One person would respond, “There’s a difference between not offering a service to anyone and offering it to everyone except a certain group.” Instead, they argue, “the kosher caterer does not serve ham to anyone so it would not be discriminating against the Christian couple by refusing to serve ham at the couple’s wedding. If the couple wanted corned beef and the caterer would not serve them because they were Christian, Muslim or gay, then that would be discrimination.”
Another points out, “I doubt you’d find a kosher caterer selling ham. You also probably would not find an Indiana pizza restaurant selling prime rib (one, apparently, isn’t selling pizzas either) much less an Indiana shoe store selling sledge hammers.” They add, “The issue is not the demands of the customer, but the prejudices of the seller.”
Another points out, “Declining to serve ham is not the same as declining business.”
Here is where I think I stand on the issue: A pizza place cannot on religious grounds refuse to serve pizza to a same-sex couple.
The more gray area occurs with regards to whether a cake company can be compelled to write a message on their cake that is at odds with their beliefs. Is a cake company required to congratulate a same-sex couple for their wedding? Along the same lines, would a cake company be required to present an anti-gay message on their cake? Or a political message on their cake that is at odds with their own?
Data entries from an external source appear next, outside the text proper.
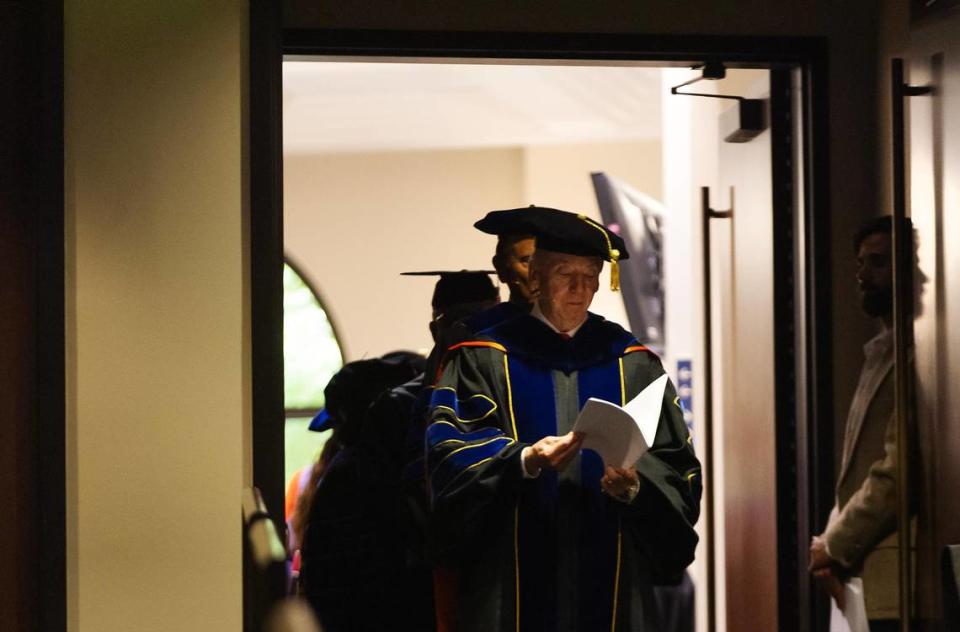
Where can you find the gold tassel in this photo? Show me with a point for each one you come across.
(614, 270)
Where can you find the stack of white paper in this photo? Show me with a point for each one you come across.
(620, 435)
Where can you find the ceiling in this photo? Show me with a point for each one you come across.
(360, 106)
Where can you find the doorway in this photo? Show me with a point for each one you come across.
(793, 297)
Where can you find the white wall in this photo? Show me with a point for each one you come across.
(354, 221)
(158, 343)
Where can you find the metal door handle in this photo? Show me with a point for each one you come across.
(708, 213)
(902, 247)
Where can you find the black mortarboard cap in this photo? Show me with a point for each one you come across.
(560, 231)
(460, 286)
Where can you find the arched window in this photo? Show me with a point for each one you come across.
(311, 355)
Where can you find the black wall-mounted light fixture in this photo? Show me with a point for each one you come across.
(752, 112)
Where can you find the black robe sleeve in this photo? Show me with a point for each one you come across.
(473, 467)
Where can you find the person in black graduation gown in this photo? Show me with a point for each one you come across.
(534, 534)
(515, 247)
(349, 556)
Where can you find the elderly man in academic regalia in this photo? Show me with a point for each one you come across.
(534, 533)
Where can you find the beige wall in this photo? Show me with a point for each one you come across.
(156, 302)
(353, 222)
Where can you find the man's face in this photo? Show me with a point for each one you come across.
(514, 268)
(875, 275)
(567, 284)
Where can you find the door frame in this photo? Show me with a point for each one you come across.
(804, 451)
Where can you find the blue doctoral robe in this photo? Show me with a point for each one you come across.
(552, 553)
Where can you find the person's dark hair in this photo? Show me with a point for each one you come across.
(877, 225)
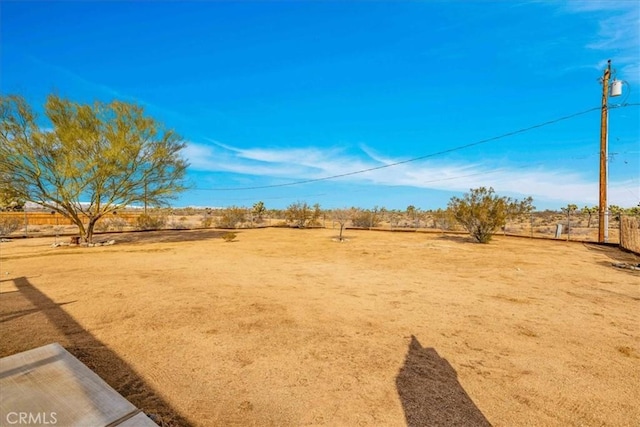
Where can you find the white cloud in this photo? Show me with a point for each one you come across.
(302, 164)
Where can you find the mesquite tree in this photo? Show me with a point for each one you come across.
(87, 160)
(481, 212)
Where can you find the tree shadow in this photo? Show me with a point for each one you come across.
(465, 238)
(31, 319)
(162, 236)
(430, 392)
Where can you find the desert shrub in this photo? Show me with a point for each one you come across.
(8, 225)
(151, 222)
(206, 221)
(118, 224)
(231, 217)
(481, 212)
(365, 219)
(229, 237)
(180, 224)
(102, 225)
(444, 219)
(301, 215)
(111, 224)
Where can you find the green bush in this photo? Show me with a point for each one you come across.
(229, 237)
(232, 216)
(151, 222)
(8, 225)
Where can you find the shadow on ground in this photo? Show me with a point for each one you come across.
(457, 238)
(163, 236)
(30, 319)
(430, 392)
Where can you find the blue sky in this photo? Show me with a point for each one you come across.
(270, 94)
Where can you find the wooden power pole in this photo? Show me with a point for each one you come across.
(603, 220)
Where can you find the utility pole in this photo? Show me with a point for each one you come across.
(603, 219)
(145, 196)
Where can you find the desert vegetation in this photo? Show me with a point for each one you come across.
(92, 161)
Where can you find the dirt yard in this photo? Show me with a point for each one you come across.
(289, 327)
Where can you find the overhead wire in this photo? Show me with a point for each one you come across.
(426, 156)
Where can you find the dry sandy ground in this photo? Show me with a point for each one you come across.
(289, 327)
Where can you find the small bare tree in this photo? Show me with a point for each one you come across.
(481, 212)
(342, 217)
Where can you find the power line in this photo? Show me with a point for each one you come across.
(415, 159)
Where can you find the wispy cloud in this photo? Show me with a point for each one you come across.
(95, 87)
(302, 164)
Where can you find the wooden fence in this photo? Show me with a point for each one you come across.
(47, 218)
(630, 233)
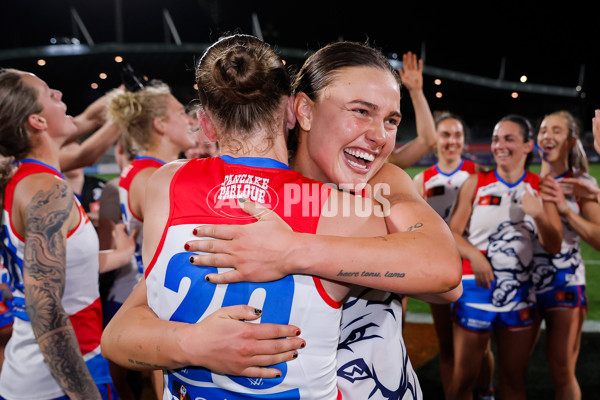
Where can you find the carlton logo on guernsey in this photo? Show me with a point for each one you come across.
(178, 291)
(24, 365)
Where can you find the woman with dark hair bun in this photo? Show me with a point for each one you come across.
(345, 115)
(498, 218)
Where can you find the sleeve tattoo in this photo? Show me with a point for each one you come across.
(44, 269)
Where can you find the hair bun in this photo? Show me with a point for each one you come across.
(239, 75)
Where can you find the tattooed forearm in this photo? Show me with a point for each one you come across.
(45, 257)
(370, 274)
(415, 226)
(138, 363)
(44, 266)
(67, 366)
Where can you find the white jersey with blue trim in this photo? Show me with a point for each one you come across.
(566, 268)
(440, 189)
(25, 374)
(128, 276)
(201, 192)
(500, 229)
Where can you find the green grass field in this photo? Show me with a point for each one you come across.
(590, 256)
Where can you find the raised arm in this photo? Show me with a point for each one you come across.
(596, 130)
(546, 217)
(47, 217)
(412, 79)
(94, 116)
(91, 149)
(587, 223)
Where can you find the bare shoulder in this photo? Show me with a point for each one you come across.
(345, 214)
(41, 196)
(165, 173)
(388, 173)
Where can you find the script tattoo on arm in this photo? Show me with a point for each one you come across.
(415, 226)
(44, 272)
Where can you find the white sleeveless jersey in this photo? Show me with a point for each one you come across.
(372, 359)
(205, 191)
(440, 189)
(566, 268)
(506, 235)
(127, 277)
(25, 375)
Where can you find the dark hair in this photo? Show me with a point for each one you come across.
(439, 116)
(17, 102)
(526, 130)
(323, 66)
(134, 113)
(241, 81)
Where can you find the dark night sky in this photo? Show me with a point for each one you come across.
(550, 45)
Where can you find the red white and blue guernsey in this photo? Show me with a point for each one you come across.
(560, 279)
(501, 230)
(127, 277)
(440, 188)
(205, 191)
(25, 375)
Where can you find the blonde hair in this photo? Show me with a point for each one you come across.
(134, 113)
(577, 161)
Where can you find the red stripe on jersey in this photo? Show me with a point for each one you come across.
(87, 324)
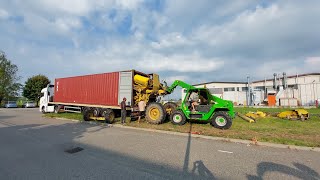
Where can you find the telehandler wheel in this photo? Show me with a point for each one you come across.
(178, 118)
(169, 107)
(87, 113)
(221, 120)
(109, 115)
(155, 113)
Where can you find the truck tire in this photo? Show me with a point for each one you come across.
(169, 108)
(87, 113)
(155, 113)
(109, 115)
(178, 118)
(221, 120)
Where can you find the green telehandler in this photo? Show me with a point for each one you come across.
(211, 109)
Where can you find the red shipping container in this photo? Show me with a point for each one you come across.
(96, 89)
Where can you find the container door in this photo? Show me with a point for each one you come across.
(125, 87)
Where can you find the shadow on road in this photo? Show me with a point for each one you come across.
(300, 171)
(41, 150)
(199, 169)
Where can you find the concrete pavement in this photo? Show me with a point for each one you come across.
(33, 147)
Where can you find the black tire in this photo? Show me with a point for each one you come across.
(109, 115)
(56, 109)
(169, 108)
(155, 113)
(87, 113)
(221, 120)
(178, 118)
(96, 112)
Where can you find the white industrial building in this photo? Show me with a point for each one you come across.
(281, 90)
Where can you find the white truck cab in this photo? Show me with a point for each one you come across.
(46, 97)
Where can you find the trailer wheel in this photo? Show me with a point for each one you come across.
(178, 118)
(56, 109)
(87, 113)
(109, 115)
(169, 107)
(221, 120)
(155, 113)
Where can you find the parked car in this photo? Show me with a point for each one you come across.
(29, 104)
(11, 104)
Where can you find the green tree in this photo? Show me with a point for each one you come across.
(34, 85)
(9, 86)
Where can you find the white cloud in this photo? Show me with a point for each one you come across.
(3, 14)
(67, 24)
(222, 38)
(129, 4)
(179, 63)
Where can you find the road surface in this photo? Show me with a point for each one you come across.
(33, 147)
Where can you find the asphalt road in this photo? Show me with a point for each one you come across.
(33, 147)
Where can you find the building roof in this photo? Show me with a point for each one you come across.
(293, 76)
(231, 82)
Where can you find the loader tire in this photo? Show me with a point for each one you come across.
(178, 118)
(221, 120)
(87, 113)
(109, 115)
(155, 113)
(169, 108)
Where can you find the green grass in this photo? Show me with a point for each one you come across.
(269, 129)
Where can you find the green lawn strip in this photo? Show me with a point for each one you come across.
(269, 129)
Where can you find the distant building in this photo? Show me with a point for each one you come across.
(281, 90)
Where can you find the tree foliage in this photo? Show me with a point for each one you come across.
(9, 86)
(34, 85)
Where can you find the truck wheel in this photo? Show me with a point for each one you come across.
(108, 115)
(87, 113)
(155, 113)
(169, 107)
(221, 120)
(178, 118)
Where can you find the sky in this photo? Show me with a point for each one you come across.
(194, 41)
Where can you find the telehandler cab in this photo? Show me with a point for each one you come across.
(212, 109)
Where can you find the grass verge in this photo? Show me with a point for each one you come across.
(269, 129)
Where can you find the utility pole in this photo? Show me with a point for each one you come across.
(248, 91)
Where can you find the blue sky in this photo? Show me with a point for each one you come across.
(194, 41)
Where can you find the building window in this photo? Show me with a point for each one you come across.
(215, 90)
(228, 89)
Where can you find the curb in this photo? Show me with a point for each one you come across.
(247, 142)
I can see arguments that go in either direction there. It is one thing for me to argue that white supremacists have the same rights to free speech as anyone, it is another thing for the government to compel a private company to facilitate that communication.
The Vanguard has a pretty open policy on submissions, however, you could argue that publishing a “white power” piece would harm our brand.
Moving to the other end of the fence, I would argue that Christian clergy or other wedding officials should not be compelled to conduct same-sex wedding ceremonies.
On the other hand, I think it seems a lot more questionable that a business owner could refuse a same-sex party access to their facility. After all, if they denied a black couple or an interracial couple access to their facility, they would face a lawsuit for violating the Civil Rights Act.
So, do you believe that a facility could refuse an interracial couple access to their facility for their wedding reception? I lean toward no and therefore I lean toward no on refusal of a gay couple.
One of the more interesting things we have seen in this debate is just how far the public has moved on this issue in an extremely short period of time. Remember, it was just 2008 – about six and a half years ago – that California approved Prop. 8.
At the time, I predicted that gay rights to marry were inevitable, but I believed it would probably take a decade or two. In a relatively short period of time we went from a state like California voting to ban same-sex marriage (with the same electorate that overwhelmingly elected Barack Obama), to a place where it is conceivable that gays in most places could have the right to marry if the Supreme Court rules as it may well rule next month.
Now states like Indiana that pass laws that seem to discriminate against gays become the pariah. Republicans are nervous that association with these laws could hurt them in critical swing states in 2016. It has been a massive sea change in a very short time and that is nothing short of remarkable.
In the end, I do not see why granting gays the same rights to marry as everyone else has any more religious implications than states allowing divorce to undermine religions that do not permit divorce. The separation of church and state is paramount to protecting the liberty not only of individuals who do not practice that religion, but also of the churches themselves.